Sempre sul piano della più ampia e accurata offerta di servizi e assistenza ai cittadini, un altro strumento, già a regime, è rappresentato dal procedimento di rateazione, in vigore da marzo 2008, che ha conferito a Equitalia la possibilità di concedere la dilazione dei pagamenti, operazione che, sottolinea il direttore, "da un lato apporta benefici ai cittadini più bisognosi, dall'altro assicura un più facile ed immediato incremento del gettito erariale".
L'azione di contrasto all'evasione tenderà a consolidare e migliorare gli obiettivi raggiunti nel 2007, attraverso controlli più mirati e il potenziamento dell'attività di collaborazione con la Guardia di Finanza e altri enti della fiscalità.
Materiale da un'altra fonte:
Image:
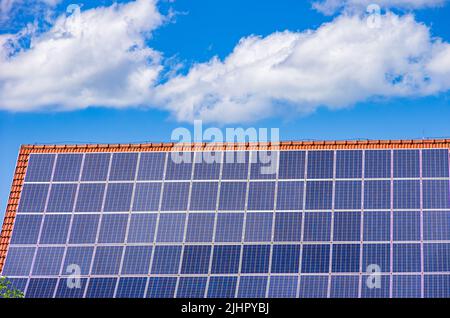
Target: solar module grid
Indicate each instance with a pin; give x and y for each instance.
(335, 203)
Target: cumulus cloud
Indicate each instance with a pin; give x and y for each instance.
(329, 7)
(337, 65)
(97, 57)
(100, 57)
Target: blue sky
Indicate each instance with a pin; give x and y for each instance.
(195, 33)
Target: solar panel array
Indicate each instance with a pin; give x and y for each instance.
(142, 225)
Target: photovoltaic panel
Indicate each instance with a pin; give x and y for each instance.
(142, 225)
(40, 168)
(68, 167)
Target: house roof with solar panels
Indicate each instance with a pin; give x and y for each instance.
(127, 221)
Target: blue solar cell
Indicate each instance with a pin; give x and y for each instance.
(207, 165)
(261, 196)
(222, 287)
(407, 226)
(347, 226)
(290, 196)
(123, 167)
(142, 228)
(147, 196)
(258, 227)
(285, 258)
(436, 225)
(376, 254)
(288, 227)
(292, 165)
(62, 197)
(191, 287)
(48, 261)
(377, 194)
(436, 194)
(171, 227)
(377, 226)
(436, 257)
(406, 286)
(229, 227)
(407, 258)
(263, 165)
(196, 259)
(136, 260)
(78, 260)
(435, 163)
(101, 287)
(320, 164)
(346, 258)
(235, 166)
(96, 166)
(348, 195)
(204, 196)
(55, 229)
(437, 286)
(18, 261)
(283, 286)
(232, 196)
(84, 229)
(252, 287)
(406, 164)
(255, 259)
(33, 198)
(68, 167)
(317, 227)
(313, 287)
(90, 197)
(113, 228)
(200, 227)
(151, 166)
(18, 283)
(40, 168)
(226, 259)
(131, 287)
(179, 166)
(377, 164)
(118, 197)
(41, 287)
(349, 164)
(107, 260)
(161, 287)
(166, 260)
(406, 194)
(71, 290)
(378, 290)
(175, 197)
(344, 286)
(26, 229)
(319, 195)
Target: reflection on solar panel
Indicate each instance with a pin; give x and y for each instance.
(332, 220)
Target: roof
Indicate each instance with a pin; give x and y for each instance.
(26, 150)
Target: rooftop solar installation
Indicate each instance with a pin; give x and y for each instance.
(333, 219)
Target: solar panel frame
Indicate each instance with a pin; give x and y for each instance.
(395, 211)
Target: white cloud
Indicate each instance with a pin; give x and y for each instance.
(337, 65)
(98, 57)
(332, 6)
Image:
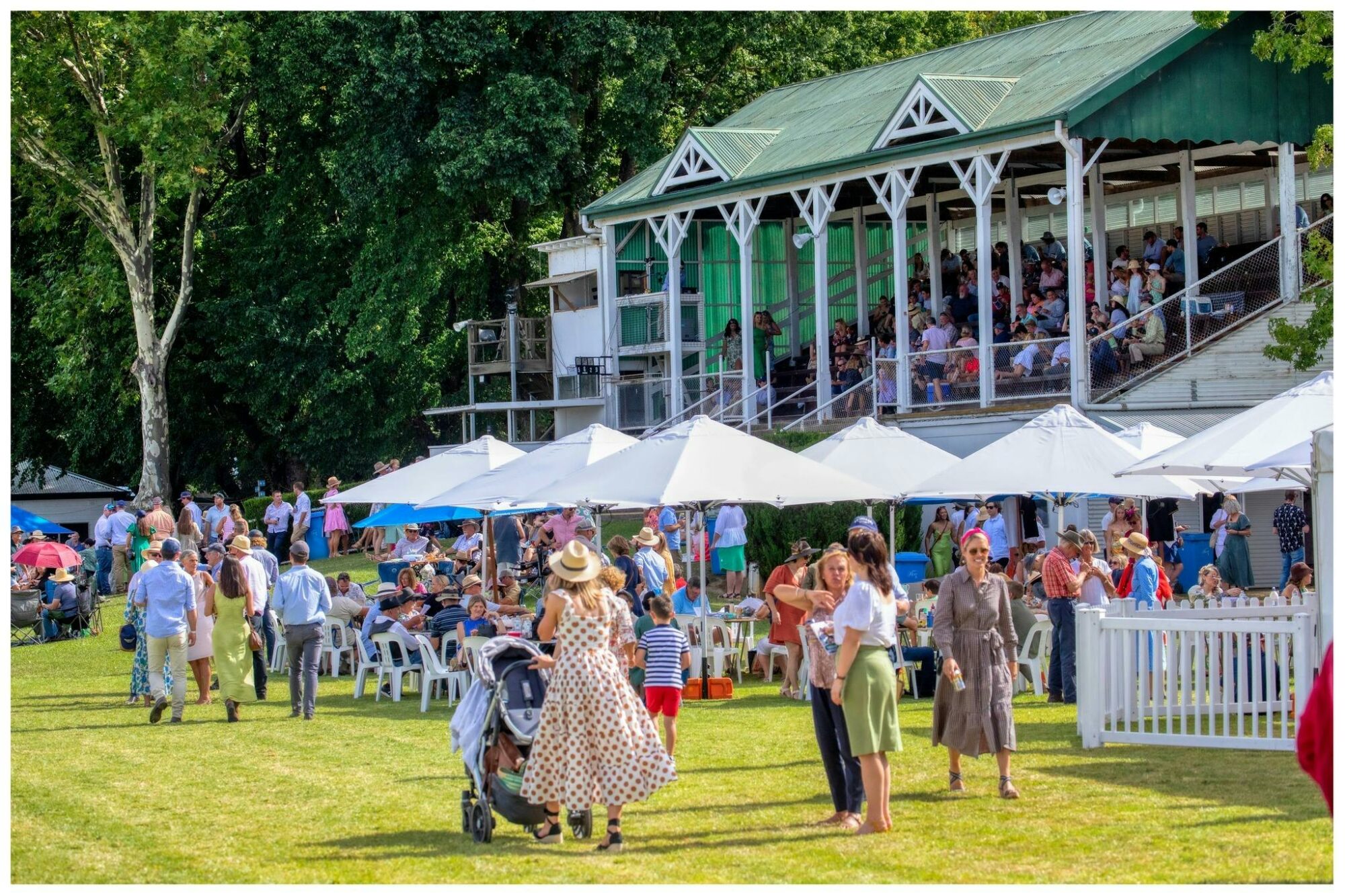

Le verifiche saranno indirizzate verso i settori dove maggiormente si rileva una presenza di fenomeni evasivi; attività che sarà resa possibile da una attenta analisi territoriale realizzata con l'utilizzo del patrimonio informativo dell'Agenzia, che avrà il duplice obiettivo di reprimere le violazioni e contemporaneamente aumentare la compliance. Il controllo mirato terrà conto anche dei comportamenti anomali del contribuente, come il forte aumento, registrato negli ultimi anni, delle compensazioni dei crediti, che ha imposto un incremento delle verifiche: gli accertamenti ordinari su Iva, Irap e imposte dirette al 31 agosto 2008 segnano, infatti, un aumento del 17% rispetto all'anno scorso.
Significativo poi il risultato della riscossione derivante dai principali istituti deflativi del contenzioso che, nei primi otto mesi del 2008, registra un + 34% rispetto a quanto conseguito nello stesso periodo del 2007. L'Agenzia, sottolinea Befera, tenderà sempre di più a definire i rapporti con i contribuenti tramite gli istituti deflativi. Nel caso di contenzioso necessario, tuttavia, saranno privilegiati gli aspetti qualitativi dell'azione di difesa, finalizzati al miglioramento degli esiti delle controversie, con particolare riguardo a quelle di rilevante valore economico.
"Sono convinto che un'efficace attività di contrasto all'evasione", prosegue il direttore, "possa essere condotta dall'Agenzia solamente creando una fitta rete di collaborazioni e sviluppando le migliori sinergie possibili con gli altri enti della fiscalità". A tal fine, anche alla luce delle recenti novità normative introdotte dalla "manovra d'estate", è stato predisposto un piano straordinario di controlli basati sulla determinazione sintetica del reddito, in base cioè all'indice di capacità contributiva, da realizzare anche con l'aiuto delle informazioni fornite da Guardia di finanza e Comuni. Si provvederà, inoltre, al potenziamento dello scambio di dati con l'Inps e a una più proficua collaborazione con i Comuni, come premessa indispensabile del federalismo fiscale. In tale direzione, i recenti accordi conclusi con Roma, Genova, Torino e con i comuni del Friuli, rappresentano un primo risultato.
Infine la riorganizzazione dell'Agenzia. Il processo di evoluzione organizzativa sarà attuato da un lato riducendo i costi di gestione della struttura e dall'altro ricercando una maggiore efficienza di tutti i livelli organizzativi. La riorganizzazione, ha sottolineato Befera, comincerà a svilupparsi dal 2009 e sarà completata nel successivo biennio2010-2011. E sarà realizzata anche attraverso l'accorciamento della filiera decisionale e la valorizzazione delle professionalità esistenti. Non verrà tralasciato, nel compimento di questo ambizioso progetto, un leale e fattivo confronto con le rappresentanze sindacali e con il personale, "che costituisce la più importante e strategica risorsa su cui può contare l'agenzia delle Entrate".